If we don’t want to display the null items, we can filter them out by adding the having statement as follows:
mysql> select description,
-> (case when price > 4 and store_id = 2
-> then "high at store 2"
-> else null end) as new_col
-> from item
-> having new_col is not null;
+----------------+-----------------+
| description | new_col |
+----------------+-----------------+
| cereal | high at store 2 |
| cheddar cheese | high at store 2 |
| icecream | high at store 2 |
+----------------+-----------------+
Bonus
The select statement of SQL is quite flexible and powerful. It can be combined with many additional statements, operators, and aggregations to create highly complex queries.
I just want to give an example of using different functions with the select statement. Consider the customer table we have previously worked on. We want to sort the customers based on the length of their full names (first name and last name).

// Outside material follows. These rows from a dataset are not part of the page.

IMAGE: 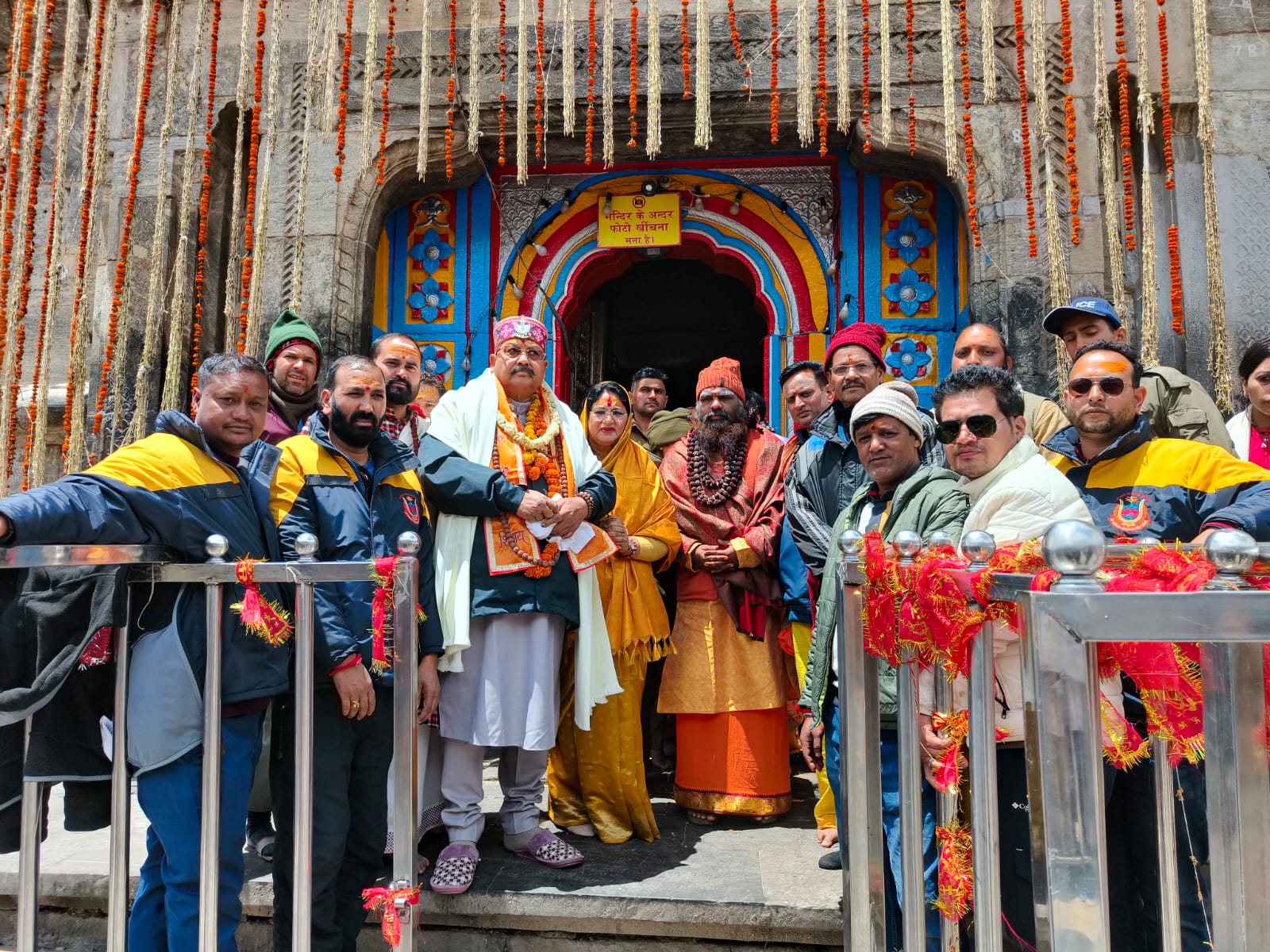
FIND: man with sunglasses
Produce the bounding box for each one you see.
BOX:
[1049,340,1270,952]
[1040,297,1234,452]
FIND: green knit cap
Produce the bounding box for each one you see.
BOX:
[264,309,322,368]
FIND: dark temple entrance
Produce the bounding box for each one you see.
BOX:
[573,259,767,409]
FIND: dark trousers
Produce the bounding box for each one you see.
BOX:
[271,687,392,952]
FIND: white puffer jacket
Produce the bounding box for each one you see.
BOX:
[918,436,1124,743]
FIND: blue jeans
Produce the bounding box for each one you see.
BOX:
[824,690,940,952]
[129,713,262,952]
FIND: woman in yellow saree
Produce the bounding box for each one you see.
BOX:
[548,381,679,843]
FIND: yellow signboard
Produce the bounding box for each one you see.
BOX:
[597,192,681,248]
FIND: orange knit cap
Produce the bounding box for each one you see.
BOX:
[697,357,745,400]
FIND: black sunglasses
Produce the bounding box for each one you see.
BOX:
[1067,377,1126,396]
[935,414,997,443]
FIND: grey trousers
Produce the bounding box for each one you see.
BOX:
[441,738,548,843]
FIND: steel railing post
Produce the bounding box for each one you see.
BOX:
[391,532,423,952]
[291,532,318,952]
[198,536,230,952]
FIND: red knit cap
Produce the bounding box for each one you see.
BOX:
[824,324,887,368]
[697,357,745,398]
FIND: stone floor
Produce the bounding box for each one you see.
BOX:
[0,764,842,952]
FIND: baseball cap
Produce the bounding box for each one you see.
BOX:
[1040,297,1122,338]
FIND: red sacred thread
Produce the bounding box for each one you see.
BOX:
[587,0,595,165]
[1014,0,1037,258]
[626,0,639,148]
[335,0,354,182]
[498,0,506,165]
[1156,0,1176,189]
[731,0,749,93]
[185,0,221,387]
[1115,0,1138,251]
[1058,0,1081,245]
[89,0,164,454]
[860,0,872,155]
[957,0,982,248]
[904,0,917,155]
[375,2,396,186]
[446,0,459,179]
[815,0,829,159]
[5,0,57,479]
[768,0,781,146]
[237,0,269,354]
[679,0,701,99]
[1168,225,1186,334]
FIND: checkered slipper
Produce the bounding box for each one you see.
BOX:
[428,843,480,896]
[516,827,587,869]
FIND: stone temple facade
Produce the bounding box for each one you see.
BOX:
[0,0,1270,487]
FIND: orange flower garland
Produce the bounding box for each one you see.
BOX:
[815,0,828,159]
[904,0,917,155]
[1058,0,1081,245]
[626,0,639,148]
[731,0,749,93]
[587,0,595,165]
[335,0,354,182]
[498,0,506,165]
[768,0,781,146]
[957,0,982,248]
[446,0,459,179]
[89,0,164,451]
[679,0,700,99]
[1115,0,1138,251]
[375,2,396,186]
[239,0,270,354]
[533,0,546,163]
[1014,0,1037,258]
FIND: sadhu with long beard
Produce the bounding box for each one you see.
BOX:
[658,357,790,823]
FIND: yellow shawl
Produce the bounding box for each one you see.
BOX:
[582,388,681,662]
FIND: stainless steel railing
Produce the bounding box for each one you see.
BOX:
[0,532,421,952]
[836,522,1270,952]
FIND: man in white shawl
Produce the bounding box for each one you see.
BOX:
[423,316,621,895]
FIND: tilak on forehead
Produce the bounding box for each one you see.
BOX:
[494,315,548,351]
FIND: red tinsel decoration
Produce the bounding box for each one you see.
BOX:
[89,0,164,462]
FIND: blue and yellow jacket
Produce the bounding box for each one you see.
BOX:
[269,414,442,683]
[1045,416,1270,542]
[0,411,291,770]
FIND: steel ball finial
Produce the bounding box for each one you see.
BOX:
[1204,529,1257,575]
[1040,519,1107,575]
[891,529,922,561]
[961,529,997,566]
[296,532,318,559]
[203,533,230,562]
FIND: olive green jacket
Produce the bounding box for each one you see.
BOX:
[799,466,970,728]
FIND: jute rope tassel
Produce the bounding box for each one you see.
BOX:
[644,0,662,159]
[1133,0,1160,367]
[1191,0,1234,413]
[691,0,713,148]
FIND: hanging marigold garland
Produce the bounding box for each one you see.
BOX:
[1014,0,1037,258]
[237,0,270,354]
[679,0,692,99]
[731,0,749,93]
[626,0,639,148]
[904,0,917,155]
[446,0,457,180]
[768,0,781,146]
[957,0,982,248]
[1115,0,1138,251]
[375,2,394,186]
[815,0,828,159]
[93,0,162,451]
[335,0,354,182]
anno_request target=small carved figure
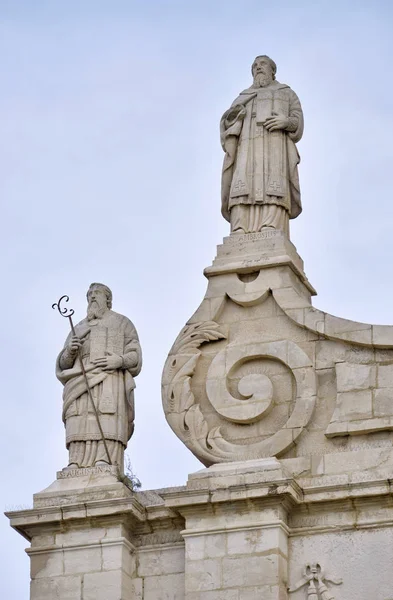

Here is a way to accomplish this task:
mysql> select cust_id,
-> char_length(concat(f_name, " ", l_name)) as name_len
-> from customer
-> order by name_len desc;
+---------+----------+
| cust_id | name_len |
+---------+----------+
| 3 | 12 |
| 4 | 11 |
| 5 | 10 |
| 7 | 9 |
| 1 | 8 |
| 2 | 8 |
| 6 | 8 |
+---------+----------+
We first combine the first and last names by using the "concat" function. Then the number of characters is counted with the "char_length" function. The "order by" statement is used to sort the query results based on the derived name_len column.
Conclusion
We have seen how the case operator can be implemented in the select statements. The case operator is one of the tools that are used to enhance the capabilities of the select statement.
By creating complex queries, we can only retrieve the data we need instead of getting all the data and then applying filtering and calculations.
Since real-life databases contain much more data and many relational tables, it is very important to be able to query the desired data using SQL.
Thank you for reading. Please let me know if you have any feedback.